Edit online

How to Migrate from Word to DITA

Read time: 5 minute(s)

The need for migrating Microsoft Office® Word documents to XML formats, and particularly to DITA, is quite a frequently encountered situation. As usual, migration from proprietary formats to XML is never perfect and manual changes need to be made to the converted content. However, the methods below should help you find the best approach for your particular case:

Oxygen Batch Documents Converter add-on

The Oxygen Batch Documents Converter add-on can be installed in Oxygen and it allows you to convert one or more documents to various formats.
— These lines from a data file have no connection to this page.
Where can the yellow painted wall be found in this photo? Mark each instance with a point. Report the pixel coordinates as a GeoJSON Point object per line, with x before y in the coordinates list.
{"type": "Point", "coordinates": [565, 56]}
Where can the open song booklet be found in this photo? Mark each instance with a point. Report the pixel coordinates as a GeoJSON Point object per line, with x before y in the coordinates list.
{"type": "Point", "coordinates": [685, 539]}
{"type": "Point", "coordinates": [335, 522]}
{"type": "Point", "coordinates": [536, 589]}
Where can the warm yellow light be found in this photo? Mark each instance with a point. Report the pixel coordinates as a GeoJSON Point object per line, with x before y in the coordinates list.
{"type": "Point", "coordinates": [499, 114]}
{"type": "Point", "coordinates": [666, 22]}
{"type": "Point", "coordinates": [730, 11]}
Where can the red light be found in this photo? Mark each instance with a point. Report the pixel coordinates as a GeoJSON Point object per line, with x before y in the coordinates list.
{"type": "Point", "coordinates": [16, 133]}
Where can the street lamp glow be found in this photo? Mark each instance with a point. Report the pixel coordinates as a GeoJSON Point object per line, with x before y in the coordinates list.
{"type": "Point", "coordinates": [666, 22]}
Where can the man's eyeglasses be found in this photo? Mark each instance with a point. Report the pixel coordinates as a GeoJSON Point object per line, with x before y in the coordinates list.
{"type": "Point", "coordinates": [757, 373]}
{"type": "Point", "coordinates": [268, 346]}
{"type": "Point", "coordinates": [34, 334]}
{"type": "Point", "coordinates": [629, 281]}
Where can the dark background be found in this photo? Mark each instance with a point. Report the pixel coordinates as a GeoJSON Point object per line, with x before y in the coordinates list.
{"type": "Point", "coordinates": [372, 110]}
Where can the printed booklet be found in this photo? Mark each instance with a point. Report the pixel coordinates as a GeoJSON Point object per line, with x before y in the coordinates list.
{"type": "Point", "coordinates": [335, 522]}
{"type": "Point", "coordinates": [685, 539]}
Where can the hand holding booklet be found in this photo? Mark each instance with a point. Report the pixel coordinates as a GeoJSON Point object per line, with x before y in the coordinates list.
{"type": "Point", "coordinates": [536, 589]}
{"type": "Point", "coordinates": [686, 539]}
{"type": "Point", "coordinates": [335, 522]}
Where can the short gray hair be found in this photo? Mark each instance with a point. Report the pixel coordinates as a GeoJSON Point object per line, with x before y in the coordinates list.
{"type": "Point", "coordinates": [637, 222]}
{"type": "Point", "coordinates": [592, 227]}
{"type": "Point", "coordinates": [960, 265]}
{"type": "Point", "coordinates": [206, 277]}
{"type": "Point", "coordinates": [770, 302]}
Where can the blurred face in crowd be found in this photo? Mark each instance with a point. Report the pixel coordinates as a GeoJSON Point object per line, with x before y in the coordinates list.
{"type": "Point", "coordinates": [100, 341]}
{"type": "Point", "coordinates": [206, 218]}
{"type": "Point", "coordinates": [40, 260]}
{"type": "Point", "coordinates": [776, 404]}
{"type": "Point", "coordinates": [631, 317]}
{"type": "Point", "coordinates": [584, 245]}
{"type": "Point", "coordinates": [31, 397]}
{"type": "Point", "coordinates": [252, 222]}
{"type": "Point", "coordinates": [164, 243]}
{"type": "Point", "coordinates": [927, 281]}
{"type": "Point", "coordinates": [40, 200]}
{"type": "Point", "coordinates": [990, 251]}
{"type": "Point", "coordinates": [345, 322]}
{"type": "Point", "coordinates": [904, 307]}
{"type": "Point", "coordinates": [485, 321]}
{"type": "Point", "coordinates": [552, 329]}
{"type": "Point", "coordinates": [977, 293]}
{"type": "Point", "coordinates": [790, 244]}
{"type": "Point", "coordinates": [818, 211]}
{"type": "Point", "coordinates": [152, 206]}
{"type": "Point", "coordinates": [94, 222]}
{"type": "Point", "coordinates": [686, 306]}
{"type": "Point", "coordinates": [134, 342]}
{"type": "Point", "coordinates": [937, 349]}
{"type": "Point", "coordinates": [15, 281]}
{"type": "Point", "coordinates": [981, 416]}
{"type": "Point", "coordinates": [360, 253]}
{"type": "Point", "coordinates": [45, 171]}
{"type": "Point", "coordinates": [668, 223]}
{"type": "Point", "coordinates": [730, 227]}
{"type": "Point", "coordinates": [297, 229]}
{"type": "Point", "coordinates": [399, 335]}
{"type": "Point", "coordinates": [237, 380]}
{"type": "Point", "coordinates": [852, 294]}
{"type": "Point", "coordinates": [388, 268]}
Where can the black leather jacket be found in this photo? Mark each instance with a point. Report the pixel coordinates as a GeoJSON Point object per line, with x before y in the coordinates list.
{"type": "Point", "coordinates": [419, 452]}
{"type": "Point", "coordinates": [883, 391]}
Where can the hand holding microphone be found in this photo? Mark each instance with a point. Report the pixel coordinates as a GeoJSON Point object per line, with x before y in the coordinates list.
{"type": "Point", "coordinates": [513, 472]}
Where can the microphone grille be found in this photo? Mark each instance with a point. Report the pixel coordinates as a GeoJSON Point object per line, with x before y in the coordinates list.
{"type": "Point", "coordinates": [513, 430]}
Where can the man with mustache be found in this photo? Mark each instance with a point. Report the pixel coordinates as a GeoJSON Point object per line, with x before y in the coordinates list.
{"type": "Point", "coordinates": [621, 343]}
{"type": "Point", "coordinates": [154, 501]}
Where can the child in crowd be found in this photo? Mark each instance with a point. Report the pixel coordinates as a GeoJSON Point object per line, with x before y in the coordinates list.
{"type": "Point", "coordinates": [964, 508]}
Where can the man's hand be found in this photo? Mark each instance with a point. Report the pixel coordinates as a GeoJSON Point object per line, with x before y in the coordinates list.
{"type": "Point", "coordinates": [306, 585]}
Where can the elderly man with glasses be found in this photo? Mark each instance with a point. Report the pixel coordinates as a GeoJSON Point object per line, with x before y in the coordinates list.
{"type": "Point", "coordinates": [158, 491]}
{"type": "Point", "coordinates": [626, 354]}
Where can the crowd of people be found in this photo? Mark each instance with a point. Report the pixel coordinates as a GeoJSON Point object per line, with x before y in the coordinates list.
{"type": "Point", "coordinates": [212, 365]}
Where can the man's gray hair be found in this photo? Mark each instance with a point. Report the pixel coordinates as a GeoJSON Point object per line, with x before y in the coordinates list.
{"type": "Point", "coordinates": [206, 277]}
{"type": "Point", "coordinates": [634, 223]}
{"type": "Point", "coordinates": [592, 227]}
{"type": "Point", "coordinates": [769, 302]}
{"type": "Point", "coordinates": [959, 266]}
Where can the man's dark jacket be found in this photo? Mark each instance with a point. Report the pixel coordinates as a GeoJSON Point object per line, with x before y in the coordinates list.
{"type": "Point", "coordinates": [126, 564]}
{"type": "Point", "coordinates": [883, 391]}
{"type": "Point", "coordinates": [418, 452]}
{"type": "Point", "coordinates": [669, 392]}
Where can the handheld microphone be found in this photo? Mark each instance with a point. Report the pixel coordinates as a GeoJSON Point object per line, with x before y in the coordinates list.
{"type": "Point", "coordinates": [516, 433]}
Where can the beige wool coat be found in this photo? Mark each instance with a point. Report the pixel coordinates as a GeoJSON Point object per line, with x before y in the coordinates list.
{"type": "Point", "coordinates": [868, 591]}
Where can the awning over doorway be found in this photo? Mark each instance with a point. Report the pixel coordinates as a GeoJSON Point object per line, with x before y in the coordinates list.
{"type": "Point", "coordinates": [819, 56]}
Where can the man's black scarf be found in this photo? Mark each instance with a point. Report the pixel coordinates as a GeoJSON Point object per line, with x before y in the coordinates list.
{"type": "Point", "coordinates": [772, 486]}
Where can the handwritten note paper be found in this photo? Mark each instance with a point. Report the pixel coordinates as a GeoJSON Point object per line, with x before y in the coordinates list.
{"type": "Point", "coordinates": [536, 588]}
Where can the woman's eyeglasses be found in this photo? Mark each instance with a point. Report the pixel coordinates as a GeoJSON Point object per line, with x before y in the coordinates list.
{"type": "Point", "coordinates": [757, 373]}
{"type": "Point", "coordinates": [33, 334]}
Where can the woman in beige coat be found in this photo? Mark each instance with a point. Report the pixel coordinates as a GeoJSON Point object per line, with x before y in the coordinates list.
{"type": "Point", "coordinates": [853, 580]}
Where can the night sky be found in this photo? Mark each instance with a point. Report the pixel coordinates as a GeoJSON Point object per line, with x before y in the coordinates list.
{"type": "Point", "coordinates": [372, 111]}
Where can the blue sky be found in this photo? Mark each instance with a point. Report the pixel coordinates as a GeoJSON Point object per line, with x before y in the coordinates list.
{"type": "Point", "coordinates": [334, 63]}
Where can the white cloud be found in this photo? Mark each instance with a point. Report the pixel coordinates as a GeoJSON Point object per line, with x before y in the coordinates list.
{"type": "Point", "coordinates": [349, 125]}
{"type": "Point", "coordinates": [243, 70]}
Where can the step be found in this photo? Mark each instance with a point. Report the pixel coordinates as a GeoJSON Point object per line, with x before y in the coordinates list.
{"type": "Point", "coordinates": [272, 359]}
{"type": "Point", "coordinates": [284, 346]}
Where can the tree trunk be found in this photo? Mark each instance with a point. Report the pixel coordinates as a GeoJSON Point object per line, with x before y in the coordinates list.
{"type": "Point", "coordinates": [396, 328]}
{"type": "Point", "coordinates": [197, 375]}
More details about the main stages of the Word to DITA migration using the Batch Documents Converter add-on: Migrating MS Word to DITA using the Batch Documents Converter

Note: The Batch Documents Converter add-on is the recommended way to convert one or multiple Word documents to DITA content.

Smart Paste

  1. Open the Word document in MS Office, select all the content, and copy it.
  2. Open Oxygen and create a new DITA topic in the Author visual editing mode.
  3. Paste the selected content. Oxygen's smart paste functionality will attempt to convert the content to DITA.

Word to HTML to DITA

  1. Save your MS Office Word document as HTML.
  2. Once you obtain that HTML, you have two possibilities:
    • In Oxygen, Select File->Import->HTML File to import the HTML as XHTML. Then open the XHTML in Oxygen and in the "Transformation Scenarios" view there should be four pre-configured transformation scenarios to convert XHTML to DITA topics, tasks, references, or concepts.
    • Open the HTML file in any Web browser, select all of its content, and copy it. Then open Oxygen, create a new DITA topic in the Author visual editing mode, and paste the selected content. Oxygen's smart paste functionality will attempt to convert the HTML to DITA.

Word to DocBook to DITA

  1. Open the Word document in the free Libre Office application and save it as DocBook.
  2. Open the DocBook document in Oxygen.
  3. Run the predefined transformation scenario called DocBook to DITA.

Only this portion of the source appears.